The script takes the following args:

- `dataset_base_dir`: Directory containing datasets. The script will try to start trainings for all subdirs of this directory
- `rm_base_dir`: Output directory for the reward models. New models will be saved using the dataset name. I.e. if there is a dataset at `<dataset_base_dir>/<dataset_name>` the output reward model will be written to `<rm_base_dir>/<dataset_name>`
- `dpo_base_dir`: Output directory for the DPO models

```bash
./scripts/run_missing_trainings_and_evals.sh \
    --dataset_base_dir /path/to/datasets \
    --rm_base_dir /path/to/reward_models \
    --dpo_base_dir /path/to/dpo_models
```

## Sweeping

The script supports WandB sweeps for running hyperparameter searches.
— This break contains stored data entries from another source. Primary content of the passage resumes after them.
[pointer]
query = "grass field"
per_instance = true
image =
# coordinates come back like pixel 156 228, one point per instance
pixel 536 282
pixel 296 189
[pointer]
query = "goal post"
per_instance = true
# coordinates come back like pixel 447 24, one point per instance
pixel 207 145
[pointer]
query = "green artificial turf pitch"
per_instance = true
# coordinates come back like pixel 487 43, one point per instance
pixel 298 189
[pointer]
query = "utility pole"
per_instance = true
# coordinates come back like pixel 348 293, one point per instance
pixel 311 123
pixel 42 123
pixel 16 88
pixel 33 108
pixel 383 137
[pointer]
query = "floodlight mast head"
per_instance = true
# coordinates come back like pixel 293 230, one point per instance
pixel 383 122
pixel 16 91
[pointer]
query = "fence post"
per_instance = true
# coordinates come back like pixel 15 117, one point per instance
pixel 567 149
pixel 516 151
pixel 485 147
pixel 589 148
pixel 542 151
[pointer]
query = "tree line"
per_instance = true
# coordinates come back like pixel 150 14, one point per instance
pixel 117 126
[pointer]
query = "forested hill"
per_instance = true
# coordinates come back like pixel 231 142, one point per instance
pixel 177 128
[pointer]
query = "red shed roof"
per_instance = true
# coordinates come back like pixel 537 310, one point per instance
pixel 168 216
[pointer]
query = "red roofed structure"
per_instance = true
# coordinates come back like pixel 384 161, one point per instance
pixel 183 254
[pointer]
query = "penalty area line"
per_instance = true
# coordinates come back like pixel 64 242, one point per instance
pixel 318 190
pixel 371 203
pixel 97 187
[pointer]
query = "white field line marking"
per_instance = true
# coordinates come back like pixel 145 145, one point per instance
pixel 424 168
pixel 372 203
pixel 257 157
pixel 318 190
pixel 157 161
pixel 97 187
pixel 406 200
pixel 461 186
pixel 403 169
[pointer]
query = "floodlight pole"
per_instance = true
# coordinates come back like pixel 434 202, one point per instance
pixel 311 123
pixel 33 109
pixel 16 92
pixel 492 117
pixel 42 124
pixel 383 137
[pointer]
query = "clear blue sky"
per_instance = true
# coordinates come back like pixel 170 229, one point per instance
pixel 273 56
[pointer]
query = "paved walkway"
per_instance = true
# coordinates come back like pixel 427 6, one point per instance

1. Create a sweep config file (see `configs/sweeps/full_sweep.yaml` for an example):

```yaml
program: scripts/loop_train_eval.sbatch
method: grid
metric:
  name: "Rewardbench/Mean"
  goal: maximize

command:
  - scripts/loop_train_eval.sbatch 
  - ${args}

parameters:
  outer_loop_batch_size:
    values: [64, 256, 1024]
  replay_buffer_factor:
    values: [10, 100, 1000]
  enn.regularization.initial_value:
    values: [1.0, 10.0, 100.0]
```

2. Create the sweep on WandB (requires wandb CLI - install the uv venv as described in the README):

```bash
wandb sweep --entity ActiveUF --project loop configs/sweeps/full_sweep.yaml
```

3. Launch sweep agents using the sweep runner:

```bash
# Replace <SWEEP_ID> with the ID from step 2
# Replace <N> with the number of runs you want to launch
# Replace <MAX_PARALLEL> with the max number of jobs to run simultaneously
sbatch --array=1-<N>%<MAX_PARALLEL> ./scripts/sweep_runner.sbatch
```

Each job will pull hyperparameters from WandB and run the full pipeline with those settings.